The Stars train at 9 or 9:30 p.m. weeknights because several players have day-time jobs.
For example, defenders Chase Hanson works at the Boeing Employee Union and Troy Peterson is a high school Algebra teacher.
"We're not only ingrained in the community, we are in the community," Sawatzky said. "Most of our roster has Washington zip codes for these guys and where they lived most of their lives. In order for teams in leagues like ours to succeed and be attached, there has to be a connection to the community."
Which brings us to those future considerations.
When Sawatzky needed to trade away players, he could not find anyone who wanted to leave, despite the team's struggles.
"The way I look at it is this: sport and pro sports in general there's a culture that's created in teams that win things," he said. "If the culture is right, the amount of money doesn't matter. Everybody would like to make millions of dollars but if you're part of a culture created by the people involved, that culture draws people in.
"When I went to start talk about trades at the midway point of the season, I didn't have one player who wanted to leave. And that's hard because when you bring in players, you to trade [away some] to improve your team. They chose to stay because they wanted to stay a part of it. We're not 15-3, but we're definitely in the hunt. The guys show up in that culture every night because you can't find that anywhere else in life."
As it turns out, Perera hasn't trained with the team as much as he would like with the rest of the squad. He flies into Tacoma a couple of days before games to train due to job commitments in San Diego.
"Everyone's got their own jobs and their own lives," he said. "It's just the way indoor soccer is scheduled and set up. Everybody else has responsibilities. I've got two kids and my wife obviously and I've got a fulltime job. A lot of it is a balancing act. The fact they train late at night obviously means you can continue to make career moves and life moves and accommodate that. It works out pretty well."
Of course, there might be a slight downside or two.
"When you finish training around 11:30 or midnight its usually not the most fun to wake up in the morning with kids," he said. "But it’s the reality of life sometimes."
Tacoma's reality is that has its destiny in its own hands and at its feet, with two scenarios to reach the playoffs on the final weekend of the season.

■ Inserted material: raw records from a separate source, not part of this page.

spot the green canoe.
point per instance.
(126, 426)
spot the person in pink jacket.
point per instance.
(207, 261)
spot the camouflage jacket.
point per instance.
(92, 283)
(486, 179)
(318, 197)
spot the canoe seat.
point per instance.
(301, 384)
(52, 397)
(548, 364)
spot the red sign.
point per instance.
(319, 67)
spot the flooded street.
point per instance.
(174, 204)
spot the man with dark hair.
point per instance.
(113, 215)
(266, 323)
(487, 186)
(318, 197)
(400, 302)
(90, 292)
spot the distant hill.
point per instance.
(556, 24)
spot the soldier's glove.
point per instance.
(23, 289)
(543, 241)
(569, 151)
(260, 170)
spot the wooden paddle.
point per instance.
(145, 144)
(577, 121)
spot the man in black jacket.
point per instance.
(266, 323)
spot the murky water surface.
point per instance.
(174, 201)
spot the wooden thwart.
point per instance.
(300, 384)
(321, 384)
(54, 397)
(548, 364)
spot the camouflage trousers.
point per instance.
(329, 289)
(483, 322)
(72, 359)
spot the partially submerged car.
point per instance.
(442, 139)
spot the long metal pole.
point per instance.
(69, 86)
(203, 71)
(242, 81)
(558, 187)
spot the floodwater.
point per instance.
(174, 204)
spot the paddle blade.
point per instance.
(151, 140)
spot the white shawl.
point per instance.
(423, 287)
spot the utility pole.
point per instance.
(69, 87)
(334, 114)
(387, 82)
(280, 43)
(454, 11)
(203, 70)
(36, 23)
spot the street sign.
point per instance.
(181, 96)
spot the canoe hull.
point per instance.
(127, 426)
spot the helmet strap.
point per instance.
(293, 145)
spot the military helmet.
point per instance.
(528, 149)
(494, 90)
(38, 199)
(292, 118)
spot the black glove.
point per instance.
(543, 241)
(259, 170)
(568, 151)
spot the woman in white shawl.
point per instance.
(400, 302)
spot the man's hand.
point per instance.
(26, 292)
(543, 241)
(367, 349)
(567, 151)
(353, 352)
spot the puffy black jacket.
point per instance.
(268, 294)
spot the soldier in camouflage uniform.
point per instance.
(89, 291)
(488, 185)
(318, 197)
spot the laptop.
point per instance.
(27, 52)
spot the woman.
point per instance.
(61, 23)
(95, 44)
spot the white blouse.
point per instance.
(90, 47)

Perera, who has represented the U.S. at the FIFA Beach Soccer World Cup, felt that the Stars were just peaking, that their 8-6 victory over Ontario was the team's best all-around performance of the season.
"I'd say that's the pinnacle," he said, "in terms of importance. Lose, we were done. If we lost, mathematically, it was over. The manner in which we played, we displayed incredible passion [were]very level headed, very calm, especially in the face of it potentially could have ended our season. The best match I've been involved with them since I've been aboard."
While playing for Ontario last season, Perera helped eliminate Tacoma from playoff contention. Now, as they say, the soccer boot is on the other foot.
"I've never been on a team that hasn't made the playoffs in my professional career," he said. "For me, personally it would be nice to continue that stretch. I like to think of myself as somebody who takes great pride in ensuring that I would do anything possible to win. That follows suit with ensuring that any team I play for does the best possible. Making the playoffs is the first step towards that.
"If Ontario beats the Sockers, obviously we've got work to do on Friday night. Being at home, playing against the Comets, who are eliminated, gives us a huge motivating factor. The way we played on Friday night, the passionate fervor that we showed in that game, is super motivating for the team moving forward."